The extant images of Kazakh men wearing malahais were created in the 18th and 19th centuries by Russian, Western European, and Qing-dynasty Chinese artists and, toward the end of the 19th century, photographed by Russian officials, soldiers, and travelers. As of 2012, seven authentic malahais with varying degrees of damage survived in museums and private collections in China, Kazakhstan, and Russia.

Its crown was in general 40-50 cm high and either conical, cylindrical, or quadrangular. The headgear typically had four flaps and the front one, rectangular and shorter than the rest, was habitually folded upward and only lowered to cover the wearer's forehead during severe cold snaps or snowstorms. The side-flaps or "ears" (naushi) were tied together either on top of the wearer's chin or under the chin, with leather straps or ribbons sewn on the flaps. The wide rear-flap covered the wearer's neck and shoulders. Malahai was made of sheepskin, deerskin, and calfskin, and lined with furs of diverse animals such as beaver, fox, badger, and wolf, while its outermost layer was made of cloth, brocade, silk, or velvet.

== In Russia ==

Malahai became part of the Russian clothing in the mid-18th century after the Bashkirs and Kalmyks introduced the headgear to the country. By the mid-19th century, its use had spread throughout Siberia and European Russia; however, before the 19th century ended, it had been mostly replaced by ushanka in the Russian Empire.

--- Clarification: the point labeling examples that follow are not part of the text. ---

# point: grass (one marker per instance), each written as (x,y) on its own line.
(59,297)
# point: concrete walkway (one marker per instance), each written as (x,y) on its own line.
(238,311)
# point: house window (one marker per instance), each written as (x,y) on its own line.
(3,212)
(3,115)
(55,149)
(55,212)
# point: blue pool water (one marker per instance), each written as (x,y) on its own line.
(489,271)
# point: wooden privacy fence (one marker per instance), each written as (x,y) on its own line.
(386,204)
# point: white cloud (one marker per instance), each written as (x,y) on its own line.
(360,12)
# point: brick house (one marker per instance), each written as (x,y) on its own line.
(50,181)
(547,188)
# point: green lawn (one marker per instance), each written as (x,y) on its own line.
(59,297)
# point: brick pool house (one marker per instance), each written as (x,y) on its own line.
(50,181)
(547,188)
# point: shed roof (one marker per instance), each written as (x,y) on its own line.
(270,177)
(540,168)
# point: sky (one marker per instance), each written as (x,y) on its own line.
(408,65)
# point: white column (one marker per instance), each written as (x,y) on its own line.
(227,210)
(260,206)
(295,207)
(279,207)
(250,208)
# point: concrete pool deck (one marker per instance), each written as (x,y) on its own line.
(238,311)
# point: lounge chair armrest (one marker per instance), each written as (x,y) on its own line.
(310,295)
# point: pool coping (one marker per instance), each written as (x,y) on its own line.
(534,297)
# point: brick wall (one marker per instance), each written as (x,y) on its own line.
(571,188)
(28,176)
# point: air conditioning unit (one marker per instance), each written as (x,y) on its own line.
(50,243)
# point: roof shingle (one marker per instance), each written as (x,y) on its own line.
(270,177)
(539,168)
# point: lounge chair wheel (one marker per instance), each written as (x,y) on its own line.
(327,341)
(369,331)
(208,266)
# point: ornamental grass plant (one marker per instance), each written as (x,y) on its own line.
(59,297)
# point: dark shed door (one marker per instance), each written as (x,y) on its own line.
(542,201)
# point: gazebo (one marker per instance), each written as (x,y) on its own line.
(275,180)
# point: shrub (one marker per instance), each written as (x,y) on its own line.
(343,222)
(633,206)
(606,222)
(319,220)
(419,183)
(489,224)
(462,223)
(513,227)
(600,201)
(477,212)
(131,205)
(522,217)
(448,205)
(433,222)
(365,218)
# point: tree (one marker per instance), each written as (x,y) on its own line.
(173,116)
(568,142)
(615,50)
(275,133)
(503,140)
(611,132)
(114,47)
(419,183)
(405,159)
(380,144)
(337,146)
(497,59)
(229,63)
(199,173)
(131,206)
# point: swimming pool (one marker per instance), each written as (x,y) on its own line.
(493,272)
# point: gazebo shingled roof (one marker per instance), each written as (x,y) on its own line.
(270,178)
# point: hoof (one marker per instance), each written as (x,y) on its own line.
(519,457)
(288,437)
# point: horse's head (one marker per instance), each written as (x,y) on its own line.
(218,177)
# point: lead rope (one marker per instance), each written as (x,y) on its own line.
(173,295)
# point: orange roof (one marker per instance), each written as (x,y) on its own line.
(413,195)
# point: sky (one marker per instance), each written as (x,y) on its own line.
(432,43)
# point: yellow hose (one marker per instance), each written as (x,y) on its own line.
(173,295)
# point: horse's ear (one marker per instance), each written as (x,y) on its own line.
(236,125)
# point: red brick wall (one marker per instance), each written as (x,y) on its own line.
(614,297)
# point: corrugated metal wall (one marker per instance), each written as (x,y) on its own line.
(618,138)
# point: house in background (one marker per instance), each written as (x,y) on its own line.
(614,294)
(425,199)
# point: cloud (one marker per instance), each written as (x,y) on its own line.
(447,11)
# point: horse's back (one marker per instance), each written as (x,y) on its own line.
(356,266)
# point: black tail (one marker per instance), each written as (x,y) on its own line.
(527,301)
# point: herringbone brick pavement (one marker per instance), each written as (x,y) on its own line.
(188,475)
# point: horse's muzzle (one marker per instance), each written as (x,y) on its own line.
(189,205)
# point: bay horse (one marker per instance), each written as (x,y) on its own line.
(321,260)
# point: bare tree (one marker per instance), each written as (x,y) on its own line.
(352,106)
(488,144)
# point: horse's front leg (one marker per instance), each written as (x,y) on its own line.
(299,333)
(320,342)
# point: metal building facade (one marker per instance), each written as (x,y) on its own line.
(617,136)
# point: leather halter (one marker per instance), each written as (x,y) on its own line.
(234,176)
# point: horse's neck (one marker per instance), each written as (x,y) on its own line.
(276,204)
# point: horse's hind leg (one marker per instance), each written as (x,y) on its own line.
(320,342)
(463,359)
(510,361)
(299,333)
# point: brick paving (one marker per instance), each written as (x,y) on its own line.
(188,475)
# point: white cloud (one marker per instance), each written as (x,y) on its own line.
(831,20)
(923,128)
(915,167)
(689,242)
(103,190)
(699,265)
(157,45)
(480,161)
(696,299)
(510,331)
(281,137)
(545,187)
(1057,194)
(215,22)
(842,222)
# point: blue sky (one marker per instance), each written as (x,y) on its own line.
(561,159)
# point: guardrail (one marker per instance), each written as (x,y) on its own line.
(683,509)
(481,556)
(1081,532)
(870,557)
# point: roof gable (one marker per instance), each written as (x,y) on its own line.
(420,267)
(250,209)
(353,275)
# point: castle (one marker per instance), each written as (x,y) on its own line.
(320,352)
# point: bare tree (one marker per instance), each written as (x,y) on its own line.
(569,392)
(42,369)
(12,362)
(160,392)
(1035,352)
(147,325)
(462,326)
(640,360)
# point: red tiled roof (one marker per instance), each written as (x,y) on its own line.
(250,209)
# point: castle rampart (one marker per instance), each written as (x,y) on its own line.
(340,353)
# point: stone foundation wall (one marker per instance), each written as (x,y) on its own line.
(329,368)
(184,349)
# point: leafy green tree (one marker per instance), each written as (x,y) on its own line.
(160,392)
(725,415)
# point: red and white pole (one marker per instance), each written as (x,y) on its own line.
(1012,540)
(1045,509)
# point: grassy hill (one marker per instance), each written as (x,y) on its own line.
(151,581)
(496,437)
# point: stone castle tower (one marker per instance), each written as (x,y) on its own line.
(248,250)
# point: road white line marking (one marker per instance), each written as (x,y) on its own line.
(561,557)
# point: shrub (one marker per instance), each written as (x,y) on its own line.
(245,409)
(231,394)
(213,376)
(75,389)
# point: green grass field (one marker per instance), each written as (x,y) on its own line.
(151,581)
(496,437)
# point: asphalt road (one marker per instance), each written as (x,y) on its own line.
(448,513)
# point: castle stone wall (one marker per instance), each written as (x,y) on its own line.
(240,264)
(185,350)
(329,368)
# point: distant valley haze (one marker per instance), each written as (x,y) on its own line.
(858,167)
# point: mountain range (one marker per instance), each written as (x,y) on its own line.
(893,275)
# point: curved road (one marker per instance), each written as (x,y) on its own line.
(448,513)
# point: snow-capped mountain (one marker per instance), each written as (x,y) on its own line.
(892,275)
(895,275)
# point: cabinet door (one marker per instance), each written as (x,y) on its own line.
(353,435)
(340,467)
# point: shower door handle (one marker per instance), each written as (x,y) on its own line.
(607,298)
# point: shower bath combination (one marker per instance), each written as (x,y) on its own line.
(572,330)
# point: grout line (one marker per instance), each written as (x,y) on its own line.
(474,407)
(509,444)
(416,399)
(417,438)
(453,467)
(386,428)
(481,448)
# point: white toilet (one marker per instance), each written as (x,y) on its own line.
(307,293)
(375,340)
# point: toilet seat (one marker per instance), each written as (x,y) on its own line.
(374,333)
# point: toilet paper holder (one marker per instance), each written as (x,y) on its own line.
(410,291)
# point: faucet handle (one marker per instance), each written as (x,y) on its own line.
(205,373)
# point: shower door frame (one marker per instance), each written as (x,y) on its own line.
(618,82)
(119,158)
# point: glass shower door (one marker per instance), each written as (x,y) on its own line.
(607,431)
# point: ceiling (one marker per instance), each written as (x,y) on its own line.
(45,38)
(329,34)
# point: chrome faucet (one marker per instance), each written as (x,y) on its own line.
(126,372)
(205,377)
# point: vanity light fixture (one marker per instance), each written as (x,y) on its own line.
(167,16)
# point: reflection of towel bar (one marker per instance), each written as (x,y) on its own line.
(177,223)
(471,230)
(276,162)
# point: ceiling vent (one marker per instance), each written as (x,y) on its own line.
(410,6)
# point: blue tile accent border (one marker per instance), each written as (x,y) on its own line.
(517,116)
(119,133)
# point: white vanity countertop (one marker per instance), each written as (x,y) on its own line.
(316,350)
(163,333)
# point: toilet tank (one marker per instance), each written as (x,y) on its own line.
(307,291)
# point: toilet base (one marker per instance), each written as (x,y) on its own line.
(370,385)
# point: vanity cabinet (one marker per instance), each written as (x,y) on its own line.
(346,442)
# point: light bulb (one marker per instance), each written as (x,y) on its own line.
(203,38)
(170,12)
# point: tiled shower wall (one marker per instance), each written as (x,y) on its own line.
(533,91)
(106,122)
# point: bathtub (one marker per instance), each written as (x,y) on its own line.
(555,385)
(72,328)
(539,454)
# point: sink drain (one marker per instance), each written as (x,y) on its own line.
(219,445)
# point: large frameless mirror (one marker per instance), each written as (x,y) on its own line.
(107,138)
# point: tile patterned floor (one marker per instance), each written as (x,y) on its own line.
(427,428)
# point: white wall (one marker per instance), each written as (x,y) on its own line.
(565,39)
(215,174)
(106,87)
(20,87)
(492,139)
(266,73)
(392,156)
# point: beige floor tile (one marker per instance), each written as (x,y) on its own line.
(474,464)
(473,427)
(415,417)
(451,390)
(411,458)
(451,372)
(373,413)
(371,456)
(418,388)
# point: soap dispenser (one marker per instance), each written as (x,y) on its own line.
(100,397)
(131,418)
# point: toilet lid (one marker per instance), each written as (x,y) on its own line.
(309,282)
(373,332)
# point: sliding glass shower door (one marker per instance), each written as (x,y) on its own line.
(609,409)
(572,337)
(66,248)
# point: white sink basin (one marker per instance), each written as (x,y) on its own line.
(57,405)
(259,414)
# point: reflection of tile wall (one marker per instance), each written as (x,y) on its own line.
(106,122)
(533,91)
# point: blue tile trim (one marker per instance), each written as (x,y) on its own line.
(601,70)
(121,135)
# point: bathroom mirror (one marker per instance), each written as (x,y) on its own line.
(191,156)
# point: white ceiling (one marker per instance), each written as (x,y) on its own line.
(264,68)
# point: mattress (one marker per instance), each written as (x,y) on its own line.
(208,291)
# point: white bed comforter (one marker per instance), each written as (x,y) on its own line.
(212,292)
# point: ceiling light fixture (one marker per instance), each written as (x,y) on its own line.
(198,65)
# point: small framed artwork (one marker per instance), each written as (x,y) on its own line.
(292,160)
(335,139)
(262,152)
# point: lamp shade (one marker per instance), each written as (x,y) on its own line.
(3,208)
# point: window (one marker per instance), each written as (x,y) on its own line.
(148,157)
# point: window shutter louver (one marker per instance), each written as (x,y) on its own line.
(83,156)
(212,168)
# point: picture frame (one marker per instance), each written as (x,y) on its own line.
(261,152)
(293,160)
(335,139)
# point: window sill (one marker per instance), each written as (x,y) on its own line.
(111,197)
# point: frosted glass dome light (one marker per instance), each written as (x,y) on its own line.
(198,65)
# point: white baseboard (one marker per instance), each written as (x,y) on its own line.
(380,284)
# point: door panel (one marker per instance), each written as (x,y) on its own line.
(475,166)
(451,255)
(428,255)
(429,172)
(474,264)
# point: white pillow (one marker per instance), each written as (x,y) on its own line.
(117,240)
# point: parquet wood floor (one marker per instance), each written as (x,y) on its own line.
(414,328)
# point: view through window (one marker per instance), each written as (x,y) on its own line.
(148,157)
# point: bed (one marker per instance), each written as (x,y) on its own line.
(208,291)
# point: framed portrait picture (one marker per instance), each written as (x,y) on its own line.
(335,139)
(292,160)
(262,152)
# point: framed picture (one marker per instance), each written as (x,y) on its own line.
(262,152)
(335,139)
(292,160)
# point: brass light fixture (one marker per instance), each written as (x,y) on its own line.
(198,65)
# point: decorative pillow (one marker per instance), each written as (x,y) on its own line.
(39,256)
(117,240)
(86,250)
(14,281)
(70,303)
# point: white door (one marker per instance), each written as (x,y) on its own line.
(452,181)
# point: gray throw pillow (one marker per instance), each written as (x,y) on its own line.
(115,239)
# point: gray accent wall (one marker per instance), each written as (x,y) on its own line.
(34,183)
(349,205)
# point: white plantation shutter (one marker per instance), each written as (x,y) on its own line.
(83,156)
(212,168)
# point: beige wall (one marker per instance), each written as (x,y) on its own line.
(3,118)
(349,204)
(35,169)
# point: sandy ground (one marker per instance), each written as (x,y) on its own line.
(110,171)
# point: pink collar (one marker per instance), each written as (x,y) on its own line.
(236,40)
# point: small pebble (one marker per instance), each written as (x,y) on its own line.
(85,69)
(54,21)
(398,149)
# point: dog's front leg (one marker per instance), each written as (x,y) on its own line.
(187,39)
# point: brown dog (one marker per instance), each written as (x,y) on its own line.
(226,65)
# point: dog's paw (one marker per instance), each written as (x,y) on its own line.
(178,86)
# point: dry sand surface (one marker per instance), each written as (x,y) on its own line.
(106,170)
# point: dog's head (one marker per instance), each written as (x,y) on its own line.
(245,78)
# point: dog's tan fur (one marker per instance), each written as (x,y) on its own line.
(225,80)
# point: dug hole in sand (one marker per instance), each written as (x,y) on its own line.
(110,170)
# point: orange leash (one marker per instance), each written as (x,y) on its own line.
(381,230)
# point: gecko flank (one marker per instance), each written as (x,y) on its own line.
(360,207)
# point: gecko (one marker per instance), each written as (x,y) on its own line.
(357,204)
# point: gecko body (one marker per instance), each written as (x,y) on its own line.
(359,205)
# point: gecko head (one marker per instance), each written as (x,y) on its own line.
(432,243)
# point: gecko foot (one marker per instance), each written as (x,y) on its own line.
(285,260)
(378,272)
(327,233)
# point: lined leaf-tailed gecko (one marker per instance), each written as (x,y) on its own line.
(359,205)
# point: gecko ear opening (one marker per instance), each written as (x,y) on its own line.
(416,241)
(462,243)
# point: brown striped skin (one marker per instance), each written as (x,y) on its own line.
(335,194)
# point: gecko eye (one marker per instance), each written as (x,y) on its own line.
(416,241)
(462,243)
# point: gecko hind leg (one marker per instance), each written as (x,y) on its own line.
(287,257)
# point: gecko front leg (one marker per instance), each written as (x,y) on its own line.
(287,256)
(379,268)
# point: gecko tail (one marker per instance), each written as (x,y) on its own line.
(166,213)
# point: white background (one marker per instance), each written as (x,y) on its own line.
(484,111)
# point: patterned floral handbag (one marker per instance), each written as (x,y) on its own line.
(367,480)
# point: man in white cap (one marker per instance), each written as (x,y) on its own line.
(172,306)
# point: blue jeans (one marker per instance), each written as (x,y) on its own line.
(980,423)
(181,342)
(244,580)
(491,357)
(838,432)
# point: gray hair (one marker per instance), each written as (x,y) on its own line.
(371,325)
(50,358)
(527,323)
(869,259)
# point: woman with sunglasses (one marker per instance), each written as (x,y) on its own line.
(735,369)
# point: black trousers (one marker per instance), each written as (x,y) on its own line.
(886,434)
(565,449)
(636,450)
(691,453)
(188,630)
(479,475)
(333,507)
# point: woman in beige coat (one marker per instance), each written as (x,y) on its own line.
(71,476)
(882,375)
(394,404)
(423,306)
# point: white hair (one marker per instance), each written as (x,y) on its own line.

In Russia, it was most often worn on the road and, as such, became a distinctive headgear of coachmen in Siberia. Worn by men in winter to protect themselves against the cold and withstand the elements, it also served as a soft protective helmet against bladed weapons. In some regions of Russia, it was worn by women as well.

Among Old Believers—Eastern Orthodox Christians who maintain the liturgical and ritual practices of the Russian Orthodox Church as they were before the 17th-century reforms of Patriarch Nikon of Moscow—wearing malahai was forbidden because the wearer of the headgear cast a silhouette that allegedly resembled that of a horned demon, and some malahais were lined with wolf fur, which was proscribed for them to wear especially in group prayer meetings.

== See also ==
- List of hat styles
- List of fur headgear
- List of headgear

== Explanatory notes ==

a. Variously romanized as malahai, malahay, malakai, malaxay, malaqai, malaqay, malakaj, and malakhai

b. Pronounced /ru/ and /ru/ respectively

c. The term malahai applies to the ones with high (40-50 cm) crowns only; those with low crowns are called tumaq.